Born in the quarter of São Miguel Paulista, she was fond of football as a child, and was also engaged in volleyball. From the age of 14 she helped her father, a football referee, who judged the matches of the Hortolândia city amateur championship: she kept a record and marked the events that took place on the field. At the age of 18, the players asked her to sue one match, and Ana kept her promise. From that moment she began to work as a referee.

Since 1998, she has been on the official list of FIFA women referees. In 2001, she first participated in a Campeonato Paulista game. In 2005, she sued several games at the Copa Libertadores, in 2006 she was even entrusted with judging the Copa do Brasil final.

Since 2003, Ana Paula has been working in various magazines, including posing for Playboy Magazine in 2007, which caused a mixed reaction among the fans. Despite the fact that among the fans there were defenders of the decision of the female judge, the Brazilian Football Confederation regarded Ana Paula's act as immoral and again disqualified her, but for as long as 245 days. Moreover, she was expelled from the FIFA judges.
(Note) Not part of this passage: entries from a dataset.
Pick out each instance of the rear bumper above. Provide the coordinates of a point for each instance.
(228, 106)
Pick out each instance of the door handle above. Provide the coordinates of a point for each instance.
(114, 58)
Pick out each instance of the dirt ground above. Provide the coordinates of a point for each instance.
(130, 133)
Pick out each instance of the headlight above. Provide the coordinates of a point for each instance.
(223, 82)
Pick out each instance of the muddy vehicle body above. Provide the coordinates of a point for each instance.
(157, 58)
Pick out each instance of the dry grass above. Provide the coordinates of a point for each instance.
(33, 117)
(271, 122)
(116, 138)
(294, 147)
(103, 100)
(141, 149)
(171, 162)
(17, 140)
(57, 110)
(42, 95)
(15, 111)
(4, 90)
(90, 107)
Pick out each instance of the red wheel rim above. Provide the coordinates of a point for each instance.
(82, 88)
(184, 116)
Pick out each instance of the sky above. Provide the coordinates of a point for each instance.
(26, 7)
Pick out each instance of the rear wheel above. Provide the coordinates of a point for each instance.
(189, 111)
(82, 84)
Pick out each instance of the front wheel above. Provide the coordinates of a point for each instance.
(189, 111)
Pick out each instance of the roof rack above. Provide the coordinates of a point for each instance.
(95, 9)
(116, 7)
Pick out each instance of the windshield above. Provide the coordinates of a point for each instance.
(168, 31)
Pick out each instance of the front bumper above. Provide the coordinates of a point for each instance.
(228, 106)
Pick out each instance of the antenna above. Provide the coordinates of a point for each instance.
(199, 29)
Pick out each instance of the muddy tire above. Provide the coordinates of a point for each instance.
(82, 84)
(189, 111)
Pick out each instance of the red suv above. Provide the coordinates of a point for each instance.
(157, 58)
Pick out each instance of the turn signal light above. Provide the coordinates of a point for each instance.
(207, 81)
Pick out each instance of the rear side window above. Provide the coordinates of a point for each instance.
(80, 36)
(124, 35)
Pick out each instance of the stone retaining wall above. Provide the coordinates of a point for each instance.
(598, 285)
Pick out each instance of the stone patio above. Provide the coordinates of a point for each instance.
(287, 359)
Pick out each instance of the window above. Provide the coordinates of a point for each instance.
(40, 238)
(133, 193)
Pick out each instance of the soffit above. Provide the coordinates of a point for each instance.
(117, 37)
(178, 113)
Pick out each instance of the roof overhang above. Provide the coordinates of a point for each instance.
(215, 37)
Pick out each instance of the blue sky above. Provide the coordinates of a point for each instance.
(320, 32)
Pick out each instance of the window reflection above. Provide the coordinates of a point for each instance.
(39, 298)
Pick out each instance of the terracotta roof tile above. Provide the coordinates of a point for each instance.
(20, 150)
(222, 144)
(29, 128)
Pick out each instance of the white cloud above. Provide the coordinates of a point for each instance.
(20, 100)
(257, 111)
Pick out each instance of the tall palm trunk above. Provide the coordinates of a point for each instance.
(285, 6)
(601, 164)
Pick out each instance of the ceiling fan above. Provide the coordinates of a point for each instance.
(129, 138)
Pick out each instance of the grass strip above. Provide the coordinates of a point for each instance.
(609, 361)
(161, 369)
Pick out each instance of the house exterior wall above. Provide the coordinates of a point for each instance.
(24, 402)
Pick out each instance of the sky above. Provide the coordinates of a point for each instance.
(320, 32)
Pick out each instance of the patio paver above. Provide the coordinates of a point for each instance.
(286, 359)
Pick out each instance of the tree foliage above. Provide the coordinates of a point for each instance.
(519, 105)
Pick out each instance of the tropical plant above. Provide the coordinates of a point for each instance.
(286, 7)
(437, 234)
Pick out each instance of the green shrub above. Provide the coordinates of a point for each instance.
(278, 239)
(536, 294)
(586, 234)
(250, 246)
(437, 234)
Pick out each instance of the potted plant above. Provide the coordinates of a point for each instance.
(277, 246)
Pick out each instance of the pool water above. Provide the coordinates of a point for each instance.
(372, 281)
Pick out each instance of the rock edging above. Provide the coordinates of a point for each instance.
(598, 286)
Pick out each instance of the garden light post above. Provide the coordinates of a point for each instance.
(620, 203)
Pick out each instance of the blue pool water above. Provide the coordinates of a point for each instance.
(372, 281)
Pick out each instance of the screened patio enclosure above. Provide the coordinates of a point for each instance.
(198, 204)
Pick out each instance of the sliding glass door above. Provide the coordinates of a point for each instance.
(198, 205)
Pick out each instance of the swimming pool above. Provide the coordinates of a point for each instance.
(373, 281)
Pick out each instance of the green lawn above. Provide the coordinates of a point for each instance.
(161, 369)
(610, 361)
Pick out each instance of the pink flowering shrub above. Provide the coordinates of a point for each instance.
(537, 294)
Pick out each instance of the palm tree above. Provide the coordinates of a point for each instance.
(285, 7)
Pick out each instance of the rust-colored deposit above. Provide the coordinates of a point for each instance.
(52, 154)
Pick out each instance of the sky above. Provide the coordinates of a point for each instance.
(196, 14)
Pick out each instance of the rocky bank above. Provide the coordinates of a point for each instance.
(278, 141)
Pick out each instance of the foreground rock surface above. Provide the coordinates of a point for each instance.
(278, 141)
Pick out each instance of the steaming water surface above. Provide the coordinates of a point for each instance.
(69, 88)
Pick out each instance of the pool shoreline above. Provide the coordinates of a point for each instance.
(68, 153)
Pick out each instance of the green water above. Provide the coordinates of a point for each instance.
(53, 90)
Despite this attitude, Ana Paula did not regret her decision. Back in football she was prevented by a serious injury of the tibia, and as a result, she retired from refereeing, continuing to work on television. In 2009, she took part in the reality show A Fazenda, and later got a job as a commentator on the channel Rede Record. In 2011, she again returned to the show A Fazenda 2, and since 2012 she has been working on TV channel Alterosa, a subsidiary of SBT.